Our hosts are in 10.x.x.x network, and the DNS server IP is 10.0.0.2. Now when we added an overlay network in Docker swarm without setting the subnet explicitly, Docker assigned the same 10.0.0.0/255 subnet to the overlay network. When the container tried to resolve a name, it was not able to talk to the 10.0.0.2 DNS server because IP packets got routed to the overlay network.

This was fixed by defining the subnets for overlay networks explicitly in another address range.

It was this GitHub issue that shed the light.

Learned today: Go templates

I built a library for loading configuration files that are actually Go templates, with some custom template functions for including values from other configuration files and loading secrets from files mounted by docker secrets.

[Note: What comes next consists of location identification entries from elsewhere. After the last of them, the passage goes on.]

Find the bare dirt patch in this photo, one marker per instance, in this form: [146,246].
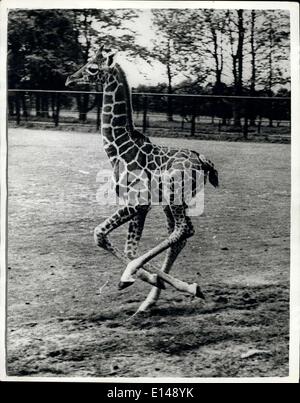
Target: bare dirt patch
[59,324]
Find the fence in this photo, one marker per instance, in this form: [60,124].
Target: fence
[203,116]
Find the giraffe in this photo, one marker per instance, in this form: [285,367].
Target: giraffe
[135,160]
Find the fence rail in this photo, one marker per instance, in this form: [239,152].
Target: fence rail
[180,114]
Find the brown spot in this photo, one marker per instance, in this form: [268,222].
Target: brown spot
[119,121]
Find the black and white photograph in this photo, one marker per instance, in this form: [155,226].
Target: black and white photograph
[150,192]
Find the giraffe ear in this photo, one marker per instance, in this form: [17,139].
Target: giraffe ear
[99,53]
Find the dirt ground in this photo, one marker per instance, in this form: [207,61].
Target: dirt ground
[61,324]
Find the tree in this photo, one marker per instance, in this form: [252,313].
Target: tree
[166,47]
[236,31]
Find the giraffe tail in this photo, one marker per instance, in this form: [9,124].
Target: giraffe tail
[210,170]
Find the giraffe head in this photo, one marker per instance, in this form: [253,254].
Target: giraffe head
[95,71]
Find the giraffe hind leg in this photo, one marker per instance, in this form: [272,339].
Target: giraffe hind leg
[170,258]
[182,230]
[135,230]
[101,239]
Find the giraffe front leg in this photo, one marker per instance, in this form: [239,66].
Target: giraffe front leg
[154,293]
[181,232]
[101,232]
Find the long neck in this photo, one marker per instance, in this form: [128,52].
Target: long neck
[117,124]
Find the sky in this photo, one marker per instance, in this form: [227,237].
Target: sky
[139,71]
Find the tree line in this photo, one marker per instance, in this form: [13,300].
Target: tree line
[220,52]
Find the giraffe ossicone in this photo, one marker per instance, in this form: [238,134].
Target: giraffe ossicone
[135,159]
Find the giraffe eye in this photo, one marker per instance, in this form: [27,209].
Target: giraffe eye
[93,69]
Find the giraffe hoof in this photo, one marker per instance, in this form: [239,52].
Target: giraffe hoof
[199,293]
[124,284]
[160,283]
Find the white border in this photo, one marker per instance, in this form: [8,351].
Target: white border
[293,7]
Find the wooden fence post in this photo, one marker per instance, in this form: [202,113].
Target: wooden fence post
[18,114]
[98,113]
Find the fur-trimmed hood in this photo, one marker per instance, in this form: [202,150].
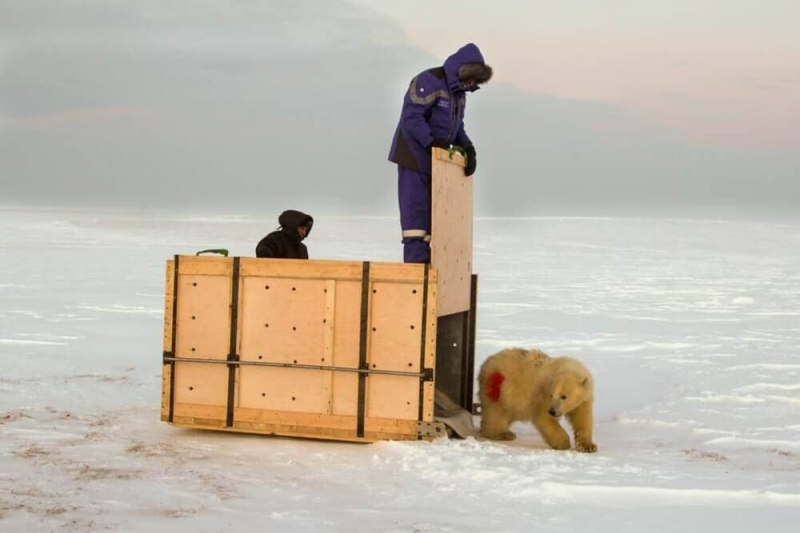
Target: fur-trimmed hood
[290,220]
[466,63]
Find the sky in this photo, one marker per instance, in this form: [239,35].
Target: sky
[630,108]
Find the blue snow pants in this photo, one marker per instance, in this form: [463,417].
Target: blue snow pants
[414,193]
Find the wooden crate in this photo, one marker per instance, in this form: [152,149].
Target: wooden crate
[320,349]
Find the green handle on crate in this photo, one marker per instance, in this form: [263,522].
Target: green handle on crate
[218,251]
[455,148]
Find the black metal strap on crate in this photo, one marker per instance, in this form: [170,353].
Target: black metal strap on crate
[233,356]
[422,344]
[175,270]
[363,365]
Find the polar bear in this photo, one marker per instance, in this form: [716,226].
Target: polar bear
[528,385]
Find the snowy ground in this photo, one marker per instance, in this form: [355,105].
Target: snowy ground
[692,330]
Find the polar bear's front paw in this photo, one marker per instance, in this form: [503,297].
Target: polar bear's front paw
[507,435]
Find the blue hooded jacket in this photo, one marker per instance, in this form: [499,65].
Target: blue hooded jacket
[433,107]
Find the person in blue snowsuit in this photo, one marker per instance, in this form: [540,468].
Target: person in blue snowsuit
[432,116]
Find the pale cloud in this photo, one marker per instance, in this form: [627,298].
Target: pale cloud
[263,105]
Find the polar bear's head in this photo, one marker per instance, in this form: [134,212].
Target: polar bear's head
[570,386]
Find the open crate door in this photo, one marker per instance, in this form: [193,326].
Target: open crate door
[451,257]
[320,349]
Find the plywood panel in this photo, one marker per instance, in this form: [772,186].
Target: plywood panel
[396,327]
[201,384]
[168,305]
[393,397]
[347,318]
[203,329]
[451,234]
[282,389]
[283,320]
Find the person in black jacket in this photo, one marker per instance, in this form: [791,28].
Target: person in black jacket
[286,242]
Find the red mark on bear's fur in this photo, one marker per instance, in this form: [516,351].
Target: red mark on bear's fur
[493,385]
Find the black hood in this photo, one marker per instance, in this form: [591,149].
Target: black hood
[290,220]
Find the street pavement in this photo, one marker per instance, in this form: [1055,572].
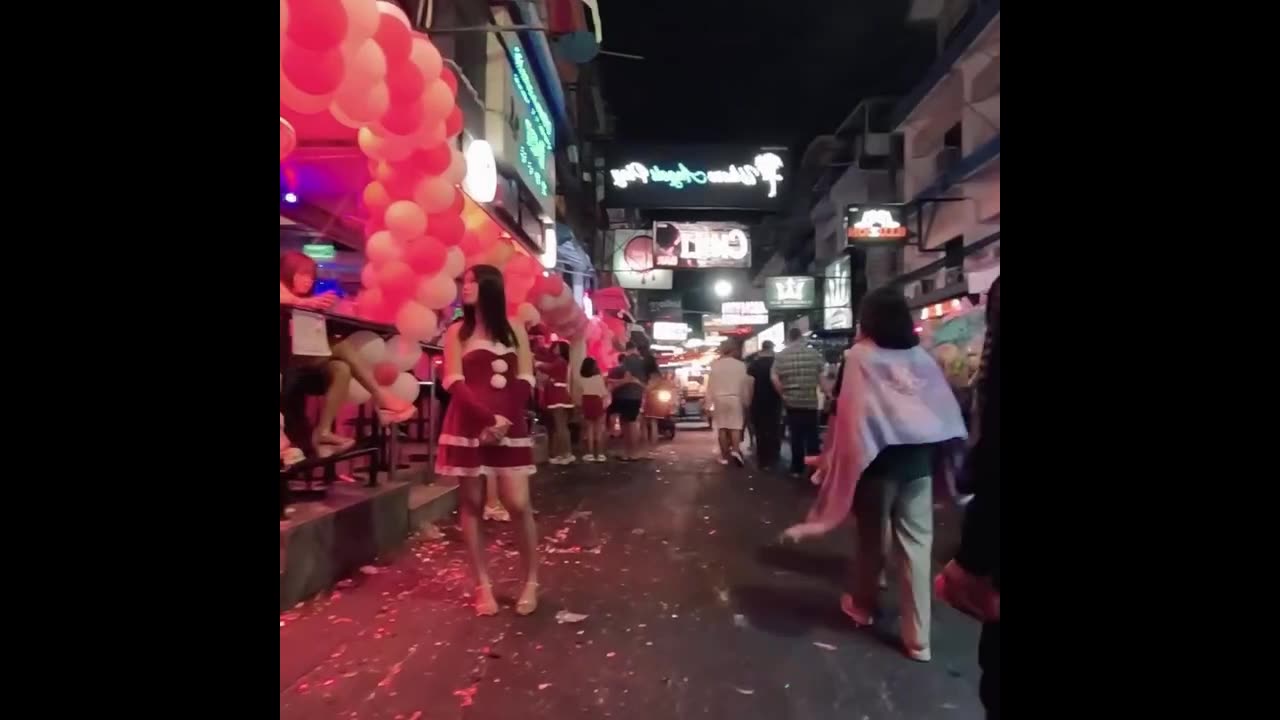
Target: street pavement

If it turns out to be usable maybe I can open-source it some day, but for now it is proprietary.

Workaround for gitlab-runner issue #2408 “Cannot connect to the Docker daemon”

TL;DR; Change your pull policy to “if-not-present” or “never”.

Our Continuous Deployment pipeline at Wysiwyg worked fine, until it stopped working. It started giving errors like this:

Pulling docker image registry.gitlab.com/wysiwygoy/dev/cd-deploy ...
ERROR: Preparation failed: Cannot connect to the Docker daemon at unix:///var/run/docker.sock. Is the docker daemon running?

A bit of googling resulted in gitlab-runner issue #2408. I tried some of the suggestions in the thread but couldn’t get it working.

Finally I found a workaround: Because it fails when pulling my custom image from gitlab.com registry, I changed the pull policy of the runner (in config.toml of the runner) to “if-not-present”. The executor then skips pulling the image and executes its actual job just fine.

I suspect that gitlab.com registry responds too slowly and the docker client library gives up with the error mentioned above.

The downside of course is that if I update my executor image I need to pull the new image manually. In practice it doesn’t happen that often, so I can live with that until the fix to gitlab-runner is in.

I posted my finding as a comment to the issue.